Since point A is directly below the balcony, its x coordinate is $x_0=0\text{ m}$. No force acts on the ball in the horizontal direction, hence no acceleration acts on the ball in the horizontal direction.

Therefore, $a_x=0{\text{ m/s}}^2$.

Use equation (5) and the values of the variables in the equation (2) and calculate the value of x.

  $\begin{array}{c}\Delta x=v_{0x}t+\frac{1}{2}{a}_x{t}^2\\ x-x_0=v_{0x}t+\frac{1}{2}{a}_x{t}^2\\ x-\left(0\text{ m}\right)=\left(7.55\text{ m/s}\right)\left(1.71\text{ s}\right)+\frac{1}{2}\left(0{\text{ m/s}}^2\right){\left(1.71\text{ s}\right)}^2\\ x=12.91\text{ m}\end{array}$

The friend stands at the position $x_1$ and she needs to make a displacement of $\Delta x$ to reach the position x, with an acceleration a. She takes a time $t_1$ to cover this distance.

The horizontal displacement the friend needs to make is given by,

  $\Delta x=x-x_1$

In equation (3), substitute the known values of the variables and calculate the time $t_1$ she takes to cover the distance.

  $\begin{array}{c}\Delta x=u_0{t}_1+\frac{1}{2}a{t}_1^2\\ x-x_1=u_0{t}_1+\frac{1}{2}a{t}_1^2\\ \left(12.91\text{ m}\right)-\left(11.0\text{ m}\right)=\left(0\text{ m/s}\right)t_1+\frac{1}{2}\left(1.80{\text{ m/s}}^2\right)t_1^2\end{array}$

Simplify the expression and solve for $t_1$.

  $\begin{array}{c}{t}_1=\sqrt{\frac{2\left(1.91\text{ m}\right)}{1.80{\text{ m/s}}^2}}\\ =1.46\text{ s}\end{array}$

The ball takes a time $t=1.71\text{ s}$ to reach point D and the friend needs a time of $t_1=1.46\text{ s}$ to reach the point C. Therefore, she needs to start at a time $\Delta t=t-t_1$ after the ball is released so that she would be able to catch the ball.
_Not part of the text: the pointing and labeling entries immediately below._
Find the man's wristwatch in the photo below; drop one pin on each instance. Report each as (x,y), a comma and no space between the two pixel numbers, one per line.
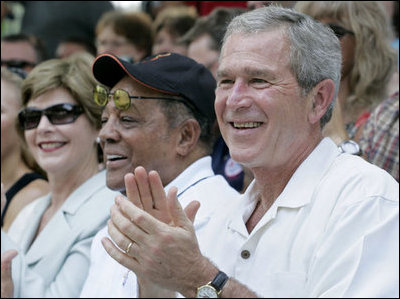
(350,147)
(213,289)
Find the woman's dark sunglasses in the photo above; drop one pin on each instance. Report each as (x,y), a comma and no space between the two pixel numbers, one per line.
(60,114)
(339,30)
(122,99)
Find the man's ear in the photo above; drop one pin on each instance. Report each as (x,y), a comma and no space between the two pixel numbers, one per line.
(322,96)
(189,134)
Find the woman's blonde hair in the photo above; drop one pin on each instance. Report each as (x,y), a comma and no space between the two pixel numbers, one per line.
(374,60)
(26,156)
(72,73)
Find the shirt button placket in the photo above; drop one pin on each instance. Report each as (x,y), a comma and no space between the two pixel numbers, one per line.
(245,254)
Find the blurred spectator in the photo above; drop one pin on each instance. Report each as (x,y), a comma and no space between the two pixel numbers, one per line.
(171,24)
(128,35)
(153,8)
(22,51)
(204,42)
(23,179)
(258,4)
(368,60)
(60,123)
(206,7)
(52,21)
(380,136)
(72,45)
(11,16)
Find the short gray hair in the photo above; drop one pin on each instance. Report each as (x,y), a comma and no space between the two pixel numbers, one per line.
(315,52)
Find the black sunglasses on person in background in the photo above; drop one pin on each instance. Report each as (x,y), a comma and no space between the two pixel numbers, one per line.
(339,30)
(122,99)
(60,114)
(17,63)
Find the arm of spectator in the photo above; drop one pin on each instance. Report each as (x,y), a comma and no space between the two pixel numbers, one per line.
(7,285)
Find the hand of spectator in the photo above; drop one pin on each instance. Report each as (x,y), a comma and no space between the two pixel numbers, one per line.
(146,191)
(7,285)
(154,250)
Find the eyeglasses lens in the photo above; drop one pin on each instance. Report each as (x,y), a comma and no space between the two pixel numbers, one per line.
(61,114)
(100,96)
(122,100)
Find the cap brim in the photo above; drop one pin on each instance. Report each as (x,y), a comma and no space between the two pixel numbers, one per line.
(109,70)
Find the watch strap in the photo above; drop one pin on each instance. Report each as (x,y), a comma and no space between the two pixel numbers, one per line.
(219,281)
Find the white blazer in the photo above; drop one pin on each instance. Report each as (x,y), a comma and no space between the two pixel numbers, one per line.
(56,263)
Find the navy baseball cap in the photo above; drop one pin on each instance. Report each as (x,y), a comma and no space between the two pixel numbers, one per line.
(168,73)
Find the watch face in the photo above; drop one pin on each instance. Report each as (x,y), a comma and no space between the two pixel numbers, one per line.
(206,291)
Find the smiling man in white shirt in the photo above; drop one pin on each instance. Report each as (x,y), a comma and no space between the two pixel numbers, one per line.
(315,222)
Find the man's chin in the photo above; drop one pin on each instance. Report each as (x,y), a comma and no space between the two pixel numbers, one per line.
(116,187)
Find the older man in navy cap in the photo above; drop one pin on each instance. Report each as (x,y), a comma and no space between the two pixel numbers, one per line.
(158,115)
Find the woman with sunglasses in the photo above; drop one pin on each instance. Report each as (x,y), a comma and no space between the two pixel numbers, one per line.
(368,60)
(23,179)
(60,123)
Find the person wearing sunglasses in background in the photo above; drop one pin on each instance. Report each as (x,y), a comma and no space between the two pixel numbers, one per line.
(368,67)
(60,124)
(23,179)
(158,116)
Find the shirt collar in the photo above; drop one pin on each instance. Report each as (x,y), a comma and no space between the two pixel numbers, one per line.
(297,193)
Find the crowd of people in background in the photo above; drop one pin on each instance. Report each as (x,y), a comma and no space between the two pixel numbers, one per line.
(108,112)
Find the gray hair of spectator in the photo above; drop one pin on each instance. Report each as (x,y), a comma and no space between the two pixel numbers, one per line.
(178,112)
(315,53)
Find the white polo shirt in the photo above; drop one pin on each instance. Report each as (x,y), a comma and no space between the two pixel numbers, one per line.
(109,279)
(333,232)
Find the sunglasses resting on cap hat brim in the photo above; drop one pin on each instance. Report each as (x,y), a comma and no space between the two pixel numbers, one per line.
(168,73)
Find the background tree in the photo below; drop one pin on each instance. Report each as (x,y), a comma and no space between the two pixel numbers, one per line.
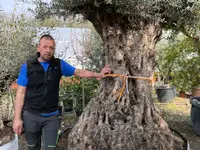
(129,30)
(17,38)
(181,59)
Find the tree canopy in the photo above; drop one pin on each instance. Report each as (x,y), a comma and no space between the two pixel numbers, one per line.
(170,14)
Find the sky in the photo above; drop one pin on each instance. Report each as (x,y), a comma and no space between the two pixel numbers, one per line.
(8,6)
(66,38)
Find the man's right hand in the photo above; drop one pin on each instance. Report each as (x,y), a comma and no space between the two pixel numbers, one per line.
(17,126)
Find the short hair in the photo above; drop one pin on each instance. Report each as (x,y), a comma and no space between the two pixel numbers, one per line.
(46,36)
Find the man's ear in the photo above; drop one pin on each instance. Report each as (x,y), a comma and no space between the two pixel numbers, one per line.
(37,46)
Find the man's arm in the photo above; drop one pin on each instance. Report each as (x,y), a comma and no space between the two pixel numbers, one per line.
(89,74)
(19,103)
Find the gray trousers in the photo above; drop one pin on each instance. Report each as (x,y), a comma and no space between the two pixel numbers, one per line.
(38,128)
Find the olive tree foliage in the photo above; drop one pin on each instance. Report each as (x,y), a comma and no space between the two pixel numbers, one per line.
(180,60)
(16,45)
(118,119)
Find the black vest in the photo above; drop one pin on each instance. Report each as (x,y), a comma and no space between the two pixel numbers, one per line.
(42,93)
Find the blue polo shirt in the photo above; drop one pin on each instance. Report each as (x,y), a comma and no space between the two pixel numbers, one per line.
(66,70)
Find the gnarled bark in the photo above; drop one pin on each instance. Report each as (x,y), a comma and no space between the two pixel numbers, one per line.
(131,123)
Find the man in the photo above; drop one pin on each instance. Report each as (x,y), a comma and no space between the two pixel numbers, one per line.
(37,95)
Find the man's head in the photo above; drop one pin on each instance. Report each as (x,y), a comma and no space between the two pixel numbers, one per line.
(46,47)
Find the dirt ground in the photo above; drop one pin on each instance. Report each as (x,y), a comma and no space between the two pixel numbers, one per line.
(175,113)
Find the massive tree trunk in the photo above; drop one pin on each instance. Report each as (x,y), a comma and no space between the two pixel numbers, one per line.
(132,123)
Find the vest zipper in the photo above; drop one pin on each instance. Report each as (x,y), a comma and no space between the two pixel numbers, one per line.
(45,88)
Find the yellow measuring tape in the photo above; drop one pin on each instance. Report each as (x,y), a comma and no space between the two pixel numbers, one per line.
(124,78)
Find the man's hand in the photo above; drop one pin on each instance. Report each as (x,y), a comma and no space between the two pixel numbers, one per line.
(17,126)
(105,70)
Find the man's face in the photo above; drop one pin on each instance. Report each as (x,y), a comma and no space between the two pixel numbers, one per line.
(46,48)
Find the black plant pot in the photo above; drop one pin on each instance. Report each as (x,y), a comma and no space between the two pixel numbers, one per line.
(166,94)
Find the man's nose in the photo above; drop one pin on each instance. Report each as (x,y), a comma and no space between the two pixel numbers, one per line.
(48,49)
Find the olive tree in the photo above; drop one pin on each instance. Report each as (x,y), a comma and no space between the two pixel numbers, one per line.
(129,30)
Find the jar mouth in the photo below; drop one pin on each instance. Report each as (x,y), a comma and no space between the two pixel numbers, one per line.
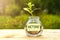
(31,17)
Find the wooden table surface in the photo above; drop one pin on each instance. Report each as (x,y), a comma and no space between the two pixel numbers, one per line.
(19,34)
Calculate the time $\Delta t$.

  $\begin{array}{c}\Delta t=t-t_1\\ =\left(1.71\text{ s}\right)-\left(1.46\text{ s}\right)\\ =0.25\text{ s}\end{array}$

Conclusion:

Thus, the friend has to wait for 0.25 s after the ball is released and then start running so as to catch the ball at the height of 1.00 m above the floor.